Assuming it's true that morons are made, not born, there is a possibility they can be unmade, or at least that we can stop breeding more of them. Much of our MAGA problem is generational. There is a cohort of angry old racist white men that will soon be dying off. We just need to be patient. Another part is structural. Much of Republican dominance in Red States has been achieved through cheating the system: gerrymandering, voter suppression, and voter intimidation. Deprived of those "advantages", Republicans would find it much harder to feed Trump's MAGA movement at scale.

Finally, the biggest source of our MAGA moron problem is educational. MAGA depends heavily on the poorly-educated. Every poll says so. This highlights how important it is to rededicate our public schools to teaching children how to think critically, reason effectively, and recognize bullshit when they see it. We can't allow Red State legislatures to turn schools into white supremacist indoctrination centers, where children are taught that slavery was a great way to learn valuable new skills. We need to make college and other forms of post-secondary education affordable and accessible to all. The best way to avoid becoming a moron in America is to get a quality education (should this be surprising?).

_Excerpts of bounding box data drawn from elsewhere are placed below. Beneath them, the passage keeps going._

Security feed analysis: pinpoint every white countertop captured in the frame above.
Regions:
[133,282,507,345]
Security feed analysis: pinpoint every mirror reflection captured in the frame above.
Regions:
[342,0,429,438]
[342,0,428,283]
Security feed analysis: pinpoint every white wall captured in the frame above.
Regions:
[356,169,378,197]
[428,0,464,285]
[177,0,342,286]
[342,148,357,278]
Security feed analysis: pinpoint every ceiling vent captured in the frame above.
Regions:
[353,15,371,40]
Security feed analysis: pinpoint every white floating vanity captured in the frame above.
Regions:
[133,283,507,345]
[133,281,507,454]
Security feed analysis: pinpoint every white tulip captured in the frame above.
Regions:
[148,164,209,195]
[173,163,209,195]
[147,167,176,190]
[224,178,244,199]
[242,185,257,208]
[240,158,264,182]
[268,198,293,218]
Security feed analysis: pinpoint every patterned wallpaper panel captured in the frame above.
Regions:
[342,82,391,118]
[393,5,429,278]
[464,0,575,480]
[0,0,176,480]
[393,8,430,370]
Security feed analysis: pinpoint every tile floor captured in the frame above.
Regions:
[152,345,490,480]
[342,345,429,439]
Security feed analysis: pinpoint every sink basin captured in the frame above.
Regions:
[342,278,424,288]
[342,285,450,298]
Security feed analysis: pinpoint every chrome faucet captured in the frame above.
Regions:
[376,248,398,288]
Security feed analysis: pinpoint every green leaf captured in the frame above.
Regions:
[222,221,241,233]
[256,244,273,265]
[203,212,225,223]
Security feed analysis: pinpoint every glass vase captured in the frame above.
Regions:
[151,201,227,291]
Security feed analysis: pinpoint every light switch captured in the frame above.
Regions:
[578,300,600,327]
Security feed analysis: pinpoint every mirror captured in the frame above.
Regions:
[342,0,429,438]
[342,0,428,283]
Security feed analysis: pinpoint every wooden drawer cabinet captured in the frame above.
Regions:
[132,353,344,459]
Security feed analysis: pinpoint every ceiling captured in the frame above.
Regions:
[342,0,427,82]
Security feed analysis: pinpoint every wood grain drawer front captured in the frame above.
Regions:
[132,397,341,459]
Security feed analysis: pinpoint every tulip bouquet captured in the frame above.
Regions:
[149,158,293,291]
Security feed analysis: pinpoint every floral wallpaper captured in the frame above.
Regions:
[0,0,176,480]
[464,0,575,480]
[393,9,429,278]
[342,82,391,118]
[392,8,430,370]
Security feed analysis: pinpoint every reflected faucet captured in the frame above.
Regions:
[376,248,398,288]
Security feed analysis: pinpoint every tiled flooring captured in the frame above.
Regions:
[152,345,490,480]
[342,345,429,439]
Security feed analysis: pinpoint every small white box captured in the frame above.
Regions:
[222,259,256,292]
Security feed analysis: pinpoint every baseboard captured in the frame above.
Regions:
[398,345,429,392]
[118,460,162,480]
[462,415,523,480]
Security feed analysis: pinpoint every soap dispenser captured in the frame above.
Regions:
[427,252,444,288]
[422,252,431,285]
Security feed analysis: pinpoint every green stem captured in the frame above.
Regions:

In order to address the disaffection and alienation that has driven so many Americans into the arms of Trump and his Republican enablers, we need to make the United States a fairer and more equal country. One recent study found that if the distribution of taxable income in the United States had remained constant at its 1975 level, by 2018 the bottom 90% of American income earners would have earned an additional $47–48 trillion between 1975 and 2018 (see also source). We can only ask ourselves how different this country would be if $50 trillion had been available to all working Americans over the last four decades, as opposed to being siphoned off and hoarded by the very rich.

Decreasing income and wealth inequality, thereby strengthening the economic prospects of middle-class and working-class Americans, will go a long way toward lowering the social anxiety that motivates many members of Trump's MAGA cult. Addressing their racism and other "deplorable" attitudes and beliefs may be a bigger challenge.

Whether the Democratic Party has the foresight, courage, and persistence to take on these radical reforms remains to be seen. In many ways, Democrats are just as dependent on the political status quo as Republicans. One way we can help them get over their own inertia is to recruit and vote for new and diverse voices, including young progressives with the energy and motivation to push the Democratic Party in the direction it needs to go.